Una mezcla de actos escolares, cacharros y música electroacústica, obras que podrían ambientar cuevas con pinturas rupestres.
Ahora, para terminar este pequeño texto, escribiré sobre mi pieza favorita. Por supuesto, favorita entre muchas otras. En realidad, de Sound and silence elegiré dos, ya que de algún modo, para mí, están ligadas: juntas forman una pieza mayor. La primera, “Music For Cymbals”, es una grabación de chapas y platillos de bronce, una ola abstracta de sonido metálico e intervalos de silencio que recuerdan por su armonía a los patrones de la cerámica Karatsu. Los niños hacen sonar el metal con palos, frotándolo con arcos de violín y tiras de felpa, creando una agitación flotante. El ruido propio del vinilo, las pequeñas explosiones magnéticas y frituras, dan un marco de irrealidad a la escucha: aquí no hay mímesis, no se habla de nada; aquí sólo hay sonido, musicalidad. Al terminar esta pieza, le sigue “The Lyke-Wake Dirge”, más narrativa. Según leí está basada en un leyenda de la zona lacustre de Inglaterra. Bajo un fondo de grabaciones en cinta abierta, sonido de agua en un cuenco –nunca el agua sonó más misteriosa–, címbalos y un loop de piano, una voz –¿de quién o de qué?– silba, tiembla de frío y cuenta lo suyo, una historia que viene de lejos y nos lleva al tiempo en que nuestros antepasados se reunían de noche junto al fuego: un poco por miedo, un poco para cantar y escuchar. Para ellos el mundo era grande y misterioso. Pienso en las ilustraciones folklóricas de Theodor Kittelsen. Hacia el fin de la música, se escuchan voces de niños. Hay que oír muy detenidamente para percibirlas. Casi no son.

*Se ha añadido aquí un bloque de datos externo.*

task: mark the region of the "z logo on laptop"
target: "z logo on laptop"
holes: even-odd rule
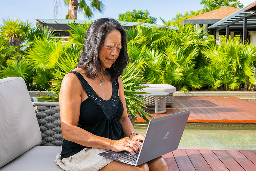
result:
[[[167,136],[168,135],[168,134],[169,134],[169,133],[170,133],[170,132],[166,132],[166,135],[165,135],[165,136],[164,137],[164,138],[163,138],[163,139],[165,139],[168,138],[168,137],[167,137]]]

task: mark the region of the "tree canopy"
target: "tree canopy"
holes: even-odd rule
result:
[[[149,12],[147,10],[133,10],[132,11],[127,11],[125,13],[119,13],[117,20],[123,21],[141,22],[156,24],[156,18],[149,16]]]
[[[239,0],[202,0],[200,4],[204,5],[203,12],[205,12],[224,6],[241,8],[244,5]]]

Federico Durand crea espacios de introspección con su música a través de melodías mínimas, repetitivas, cuyo carácter cíclico remite al ensueño y la vida secreta de los jardines. Sus presentaciones en vivo son un proceso orgánico basado en improvisaciones con una lira, cajitas de música, cassettes, sintetizadores, pequeños objetos y pedales. Durand ha realizado conciertos y grabaciones en Argentina, Brasil, Alemania, Luxemburgo, Bélgica, Colombia, Francia, Suiza y Japón. Ha editado álbumes en CD, vinilo y cassette a través de destacados sellos como Spekk (Japón), Home Normal (UK/Japón), Dauw (Bélgica), White Paddy Mountain (Japón), IIKKI (Francia) y 12k (USA), entre otros. Además, realiza pequeñas y cuidadas ediciones en cassette, como souvenir para sus giras de conciertos mediante su propio pequeño sello Pudú.